His shoulders bend in, the serious, disbelieving equivalent of a laugh. He spent the afternoon wondering how quickly his colleagues would look at him, look at Buffy and call bullshit on the whole thing. He works with smart people, and they can work out how unlikely it is that Buffy, who could have anyone, would choose him.
“I really appreciate this,” he tells her quietly instead, and she sighs, nodding, and looks slightly more relaxed.

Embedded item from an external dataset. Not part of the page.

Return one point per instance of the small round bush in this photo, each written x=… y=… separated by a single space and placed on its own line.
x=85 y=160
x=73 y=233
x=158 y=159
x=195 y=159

“We can pull this off,” she says to the both of them, then quickly reverts to mild nervousness. “Should I know more of your colleagues? A girlfriend probably would know more.”
Angel shakes his head. “There’s no one famous, and my friends won’t expect you to have gotten a quiz on them.”
They reach the house. Angel stops walking and takes a breath. As they get closer, they’re joined on the path by other faculty members. Angel nods to the ones he recognizes but doesn’t stop to chat. Buffy’s looking even tenser as they pause in front of the gate and then begin walking up toward the house, a classic white two-story. The provost hires the same father-son company to come touch up the blue paint on the shutters every spring.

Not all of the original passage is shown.